3. If the two rears are between 4 and 5 32nd, can the tread on the fronts be any depth, as long as greater than 4/32nd? I know I will need to replace the fronts, but the rears should be fine in terms of tread.


----------



## southcoastguy (Jan 3, 2017)

Uhhh, has anyone read their lease?


----------



## smed melo (Jul 3, 2017)

visi107 said:


> The information i provided was valid and correct. I also provided the website from tire rack saying the same exact thing. You are the one who doesn't want to believe it.

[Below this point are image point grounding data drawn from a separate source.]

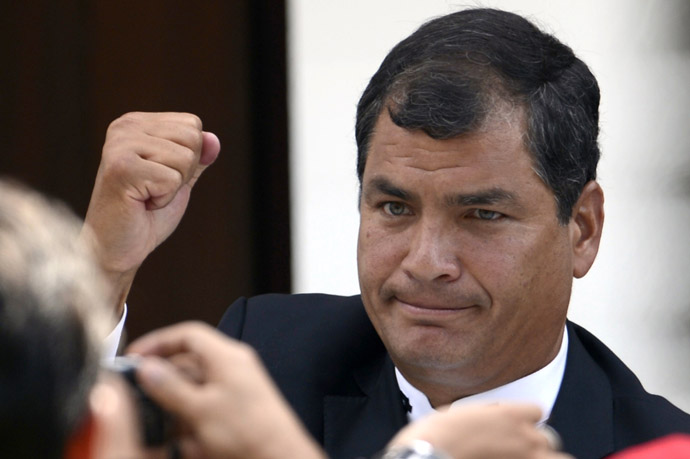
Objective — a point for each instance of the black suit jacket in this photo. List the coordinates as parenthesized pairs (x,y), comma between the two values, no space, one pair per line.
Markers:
(328,360)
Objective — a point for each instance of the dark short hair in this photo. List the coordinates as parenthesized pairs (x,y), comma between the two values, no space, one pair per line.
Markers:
(454,71)
(52,318)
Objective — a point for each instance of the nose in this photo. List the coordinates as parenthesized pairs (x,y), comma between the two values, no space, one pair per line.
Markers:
(432,254)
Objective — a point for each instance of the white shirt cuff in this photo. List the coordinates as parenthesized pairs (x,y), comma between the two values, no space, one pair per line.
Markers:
(112,342)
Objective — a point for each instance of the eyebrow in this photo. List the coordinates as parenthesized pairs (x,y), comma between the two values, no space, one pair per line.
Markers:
(385,186)
(482,198)
(490,196)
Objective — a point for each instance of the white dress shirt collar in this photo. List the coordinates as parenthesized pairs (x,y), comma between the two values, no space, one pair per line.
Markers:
(540,387)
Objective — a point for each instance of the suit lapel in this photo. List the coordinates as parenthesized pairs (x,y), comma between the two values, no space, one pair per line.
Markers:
(359,425)
(583,412)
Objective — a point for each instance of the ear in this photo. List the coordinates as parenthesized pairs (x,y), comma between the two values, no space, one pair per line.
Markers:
(81,443)
(586,223)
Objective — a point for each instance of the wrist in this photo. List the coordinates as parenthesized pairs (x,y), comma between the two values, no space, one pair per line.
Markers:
(416,449)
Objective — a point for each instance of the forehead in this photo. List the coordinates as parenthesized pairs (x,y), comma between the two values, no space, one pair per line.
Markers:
(494,155)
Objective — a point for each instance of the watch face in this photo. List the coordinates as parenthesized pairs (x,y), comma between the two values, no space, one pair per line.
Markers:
(419,449)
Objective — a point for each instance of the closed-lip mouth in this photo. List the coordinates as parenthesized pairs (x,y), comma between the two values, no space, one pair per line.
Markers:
(432,306)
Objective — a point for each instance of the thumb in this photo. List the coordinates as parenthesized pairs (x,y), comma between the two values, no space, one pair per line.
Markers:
(172,390)
(210,149)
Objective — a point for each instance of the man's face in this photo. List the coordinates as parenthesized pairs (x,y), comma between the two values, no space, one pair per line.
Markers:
(464,269)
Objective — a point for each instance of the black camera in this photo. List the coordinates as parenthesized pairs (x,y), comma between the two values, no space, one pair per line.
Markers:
(156,424)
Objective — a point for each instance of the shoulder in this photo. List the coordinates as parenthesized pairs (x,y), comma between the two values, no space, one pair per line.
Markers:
(637,413)
(304,329)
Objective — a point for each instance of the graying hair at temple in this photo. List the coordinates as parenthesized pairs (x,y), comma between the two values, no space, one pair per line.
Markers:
(52,322)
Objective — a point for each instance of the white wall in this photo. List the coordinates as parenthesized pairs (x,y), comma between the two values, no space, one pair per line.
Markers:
(637,296)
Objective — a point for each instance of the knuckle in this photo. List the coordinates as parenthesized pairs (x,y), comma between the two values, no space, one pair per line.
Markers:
(195,121)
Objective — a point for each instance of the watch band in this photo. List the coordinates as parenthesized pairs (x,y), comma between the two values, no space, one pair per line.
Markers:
(418,449)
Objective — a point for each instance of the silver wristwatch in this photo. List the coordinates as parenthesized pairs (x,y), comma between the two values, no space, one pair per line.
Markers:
(418,449)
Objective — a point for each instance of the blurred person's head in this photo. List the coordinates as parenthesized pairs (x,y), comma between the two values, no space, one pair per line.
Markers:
(54,401)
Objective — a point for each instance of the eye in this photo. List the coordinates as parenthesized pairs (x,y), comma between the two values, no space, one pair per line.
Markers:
(395,208)
(483,214)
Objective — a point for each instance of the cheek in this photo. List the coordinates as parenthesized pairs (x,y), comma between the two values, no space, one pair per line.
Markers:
(378,254)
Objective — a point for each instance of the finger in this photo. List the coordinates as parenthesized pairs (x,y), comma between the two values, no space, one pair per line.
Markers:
(552,437)
(209,153)
(196,337)
(172,139)
(169,388)
(210,149)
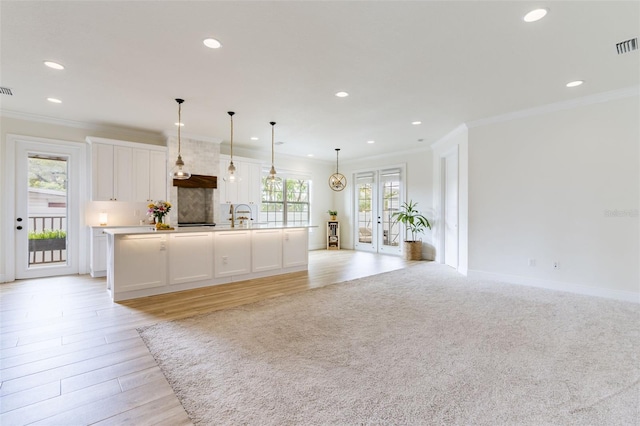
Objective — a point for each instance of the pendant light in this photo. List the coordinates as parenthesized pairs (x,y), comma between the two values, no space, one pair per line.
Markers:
(179,171)
(231,176)
(272,172)
(337,181)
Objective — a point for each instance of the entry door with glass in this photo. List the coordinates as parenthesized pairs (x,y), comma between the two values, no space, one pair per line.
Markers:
(378,195)
(46,230)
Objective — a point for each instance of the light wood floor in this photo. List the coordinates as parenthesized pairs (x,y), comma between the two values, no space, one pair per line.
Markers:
(70,356)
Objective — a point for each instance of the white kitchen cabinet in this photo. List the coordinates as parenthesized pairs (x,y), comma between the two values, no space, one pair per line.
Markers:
(127,171)
(112,172)
(140,261)
(232,253)
(295,247)
(266,250)
(98,258)
(150,175)
(191,257)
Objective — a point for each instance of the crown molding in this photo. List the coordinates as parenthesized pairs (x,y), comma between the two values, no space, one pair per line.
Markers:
(173,135)
(79,124)
(452,134)
(558,106)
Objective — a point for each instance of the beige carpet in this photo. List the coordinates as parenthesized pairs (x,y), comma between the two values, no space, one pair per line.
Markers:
(419,346)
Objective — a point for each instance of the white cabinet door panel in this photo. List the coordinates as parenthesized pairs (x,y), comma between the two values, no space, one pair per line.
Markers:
(232,253)
(157,175)
(191,257)
(295,247)
(102,168)
(140,262)
(266,250)
(123,173)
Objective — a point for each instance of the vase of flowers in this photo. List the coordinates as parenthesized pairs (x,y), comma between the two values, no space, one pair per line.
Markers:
(158,210)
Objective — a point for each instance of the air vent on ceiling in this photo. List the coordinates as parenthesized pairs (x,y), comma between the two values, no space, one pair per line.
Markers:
(627,46)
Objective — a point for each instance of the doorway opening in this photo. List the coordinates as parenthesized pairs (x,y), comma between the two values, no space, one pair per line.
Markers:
(47,210)
(378,195)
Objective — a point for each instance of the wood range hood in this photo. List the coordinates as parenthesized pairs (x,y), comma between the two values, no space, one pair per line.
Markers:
(197,181)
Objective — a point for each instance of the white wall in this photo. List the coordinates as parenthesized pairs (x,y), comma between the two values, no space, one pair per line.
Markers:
(419,188)
(541,188)
(457,140)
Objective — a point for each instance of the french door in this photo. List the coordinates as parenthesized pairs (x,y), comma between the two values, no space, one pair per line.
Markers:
(46,222)
(378,195)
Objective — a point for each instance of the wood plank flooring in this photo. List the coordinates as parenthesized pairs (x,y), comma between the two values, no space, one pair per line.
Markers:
(70,356)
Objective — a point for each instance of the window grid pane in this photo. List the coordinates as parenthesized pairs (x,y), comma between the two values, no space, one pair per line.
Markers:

is it ok to turn in car with 3 tires?


----------



## MJBrown62 (Jun 15, 2016)

des16 said:


> I have read this this thread and remain a little confused. I have a 4 series with the staggered wheel set up and performance tires. The lease is up soon, and some specific questions related to the staggered setup are:
> 
> 1. How can I find a list of specific tires that are acceptable?
> 
> ...


Tread depth is measure for each tire and each has to be over the minimum. All 4 don't have to have matching tread depth.

All four do have to be OEM spec and the same brand. Can't mismatch brands.

Best way to find out what is OK is to call a BMW parts department and ask what brands they carry for your model.


----------



## des16 (Jul 24, 2005)

*Yes*



southcoastguy said:


> Uhhh, has anyone read their lease?


Thank you for the suggestion to read the lease, but, I have already done so and consequently, I posted my query. The least defines excessive wear and use as: "(i) tires with tread depth of less than 1/8" remaining at the shallowest point and /or tires that are not all of the same grade, quantity or quality as those delivered with the Vehicle." I am ignorant of how "grade" and "quality" are defined by BMW, and likewise, have no idea what the lease means when it refers to "quantity," other than presumably meaning four tires.


----------



## dkreidel (Aug 24, 2005)

You'll find lots of conflicting experiences on this board, but one universal truth is if your car came with runflats it needs to be turned in with runflats.

Brand new Hankook Ventus VX were unacceptable on a car that did not require runflats; the tire police proclaimed the 'kooks inferior to the Delta Sierra Pirellis my car came with.


----------